During the physical examination, multiple erythematosus millimetric papules could be appreciated on both sides of the left foot (Figure 1), some of which converged forming plaques with minimum scaling on the surface as well as minute pustules on their periphery (Figure 2). No other dermatologic findings could be seen elsewhere.

The Diagnosis

A differential diagnosis between relapsing dyshidrotic eczema, palmoplantar pustulosis, allergic contact dermatitis and fungal infection was outlined based on the appearance of the skin lesions, its location, and the partial response to the treatments applied.

A skin biopsy was carried out showing an epidermal hyperplasia, with some polymorphonuclear neutrophils in the stratum corneum (Figure 3A). The Periodic acid–Schiff stain revealed fungi hyphae (Figure 3B), reaching a final diagnosis of dermatophytosis.
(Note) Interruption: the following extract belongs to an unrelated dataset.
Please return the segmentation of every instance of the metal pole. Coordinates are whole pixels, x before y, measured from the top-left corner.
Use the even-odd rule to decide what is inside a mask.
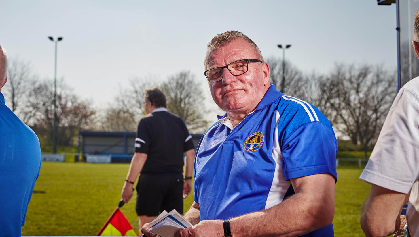
[[[282,82],[281,84],[281,92],[285,93],[284,88],[285,87],[285,77],[284,72],[285,69],[285,47],[282,48]]]
[[[55,43],[55,63],[54,76],[54,127],[52,129],[52,153],[57,153],[57,43]]]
Dermatophytoses are a group of skin infections caused by fungi of three genera –Trycophyton, Microsporum and Epidermophyton. The most common pathogens are T. rubrum and T. mentagrophytes [1]. The usual presentation corresponds to intensely pruritic erythematosus, annular plaques with a scaly border, in which some superficial pustules can be seen. When the lesion lacks these classical clinical symptoms it is known as tinea incognito [2].

This term was used for the first time in 1968 [3] to describe several cases in which, after the improper use of topical corticosteroids [4], the typical skin lesions caused by dermatophyte infections were modified. The classical border would be blurred and the erythema as well as other signs of inflammation would disappear, misleading both the patient and the physician into thinking that the problem is solved. However, the local immunosuppression caused by this treatment help the fungi to proliferate, worsening the situation after the discontinuation of it, because it is likely that all the symptoms reappear beyond the borders of the original plaque. Corticosteroids have been made responsible for the majority of the cases of tinea incognito, but there have been several reports in which calcineurin inhibitors were involved [5].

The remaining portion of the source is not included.